La primera división de La Liga española cede también 11 jugadores. El Villarreal es el equipo más perjudicado; cuatro de sus futbolistas han sido convocados. El Sevilla pierde tres, y el Barcelona, el Cádiz, el Alavés y el Mallorca uno cada uno. En segunda división también habrá cuatro ausencias del Almería, Leganés, Valladolid y Fuenlabrada.

Curioso es el caso de Guinea Ecuatorial. 16 de los 28 convocados por su selección juegan en categorías regionales e inferiores en España.

Son muchos los jugadores africanos que ejercen su profesión en suelo europeo y que deben dejar sus equipos y volar hasta África para tomar parte en la competición que se clausurará el 6 de febrero, también en Yaundé.
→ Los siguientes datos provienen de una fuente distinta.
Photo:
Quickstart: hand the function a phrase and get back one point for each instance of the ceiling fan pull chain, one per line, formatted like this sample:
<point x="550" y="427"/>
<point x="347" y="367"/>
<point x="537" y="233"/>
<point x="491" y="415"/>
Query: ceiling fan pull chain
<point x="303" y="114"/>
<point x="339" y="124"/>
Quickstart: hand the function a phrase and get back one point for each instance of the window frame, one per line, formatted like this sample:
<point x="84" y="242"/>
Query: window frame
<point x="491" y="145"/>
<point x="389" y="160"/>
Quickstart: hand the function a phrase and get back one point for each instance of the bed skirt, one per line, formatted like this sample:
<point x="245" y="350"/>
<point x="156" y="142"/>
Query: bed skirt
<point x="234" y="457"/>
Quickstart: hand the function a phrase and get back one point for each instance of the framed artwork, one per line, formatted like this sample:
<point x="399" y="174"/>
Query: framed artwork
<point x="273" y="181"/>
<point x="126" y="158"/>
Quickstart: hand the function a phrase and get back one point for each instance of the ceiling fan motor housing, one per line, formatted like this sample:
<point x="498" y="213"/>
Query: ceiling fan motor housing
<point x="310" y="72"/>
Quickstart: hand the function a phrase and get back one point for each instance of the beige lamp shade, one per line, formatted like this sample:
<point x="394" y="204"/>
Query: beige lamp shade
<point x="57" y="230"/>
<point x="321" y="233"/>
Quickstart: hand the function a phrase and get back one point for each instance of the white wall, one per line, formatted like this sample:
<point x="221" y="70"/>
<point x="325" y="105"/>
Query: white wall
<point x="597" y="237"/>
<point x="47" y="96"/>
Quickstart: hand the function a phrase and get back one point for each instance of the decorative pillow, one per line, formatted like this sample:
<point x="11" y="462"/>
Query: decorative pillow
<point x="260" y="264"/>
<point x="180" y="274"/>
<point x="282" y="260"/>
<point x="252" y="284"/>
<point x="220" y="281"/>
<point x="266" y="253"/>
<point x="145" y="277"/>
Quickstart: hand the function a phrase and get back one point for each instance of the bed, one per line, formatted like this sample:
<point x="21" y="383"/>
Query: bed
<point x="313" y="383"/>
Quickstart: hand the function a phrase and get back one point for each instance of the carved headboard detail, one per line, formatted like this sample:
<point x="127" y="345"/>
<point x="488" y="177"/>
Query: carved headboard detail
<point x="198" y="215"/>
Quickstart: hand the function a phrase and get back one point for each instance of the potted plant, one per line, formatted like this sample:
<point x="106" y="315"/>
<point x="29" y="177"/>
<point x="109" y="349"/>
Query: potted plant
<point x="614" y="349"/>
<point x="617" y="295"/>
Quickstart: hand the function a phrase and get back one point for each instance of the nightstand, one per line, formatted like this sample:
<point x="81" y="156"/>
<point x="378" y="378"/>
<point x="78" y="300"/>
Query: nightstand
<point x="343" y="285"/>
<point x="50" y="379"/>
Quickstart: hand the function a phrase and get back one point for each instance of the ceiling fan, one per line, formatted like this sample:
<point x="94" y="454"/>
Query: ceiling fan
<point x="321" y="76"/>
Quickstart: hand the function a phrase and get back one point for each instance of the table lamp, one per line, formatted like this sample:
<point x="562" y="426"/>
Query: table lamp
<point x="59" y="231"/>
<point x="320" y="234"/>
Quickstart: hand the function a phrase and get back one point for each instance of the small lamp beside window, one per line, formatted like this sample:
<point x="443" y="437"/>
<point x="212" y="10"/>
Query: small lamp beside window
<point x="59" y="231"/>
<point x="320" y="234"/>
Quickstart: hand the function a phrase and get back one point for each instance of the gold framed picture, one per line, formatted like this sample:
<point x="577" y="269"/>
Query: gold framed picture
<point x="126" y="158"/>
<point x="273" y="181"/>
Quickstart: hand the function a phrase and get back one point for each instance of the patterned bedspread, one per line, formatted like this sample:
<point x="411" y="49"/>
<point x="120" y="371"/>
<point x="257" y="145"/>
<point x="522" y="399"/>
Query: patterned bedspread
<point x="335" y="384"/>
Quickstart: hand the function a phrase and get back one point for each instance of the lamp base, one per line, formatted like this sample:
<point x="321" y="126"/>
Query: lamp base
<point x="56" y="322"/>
Cada dos años, cuando la CAN debe celebrarse (en esta ocasión se ha aplazado un año por causa de la pandemia de covid-19) surgen las mismas críticas e intentos de boicot por parte de los clubs europeos. Utilizan argumentos legales o amenazan con no volver a fichar a jugadores africanos en sus filas.

La presión que ejercen los poderosos clubs occidentales, con el respaldo de la FIFA, consiguió que la CAN de 2019 se celebrase en los meses de junio y julio, cuando las ligas europeas ya habían concluido. En esa ocasión, la competición tuvo lugar en Egipto. Aquella victoria de los europeos no se ha consolidado. La Confederación Africana de Futbol (CAF) decidió devolver la contienda a sus fechas originales por razones puramente metereológicas. Junio y julio son meses de mucha lluvia en Camerún, lo que hace muy difícil jugar al fútbol. Decisión que ha avivado los enfados y amenazas europeos.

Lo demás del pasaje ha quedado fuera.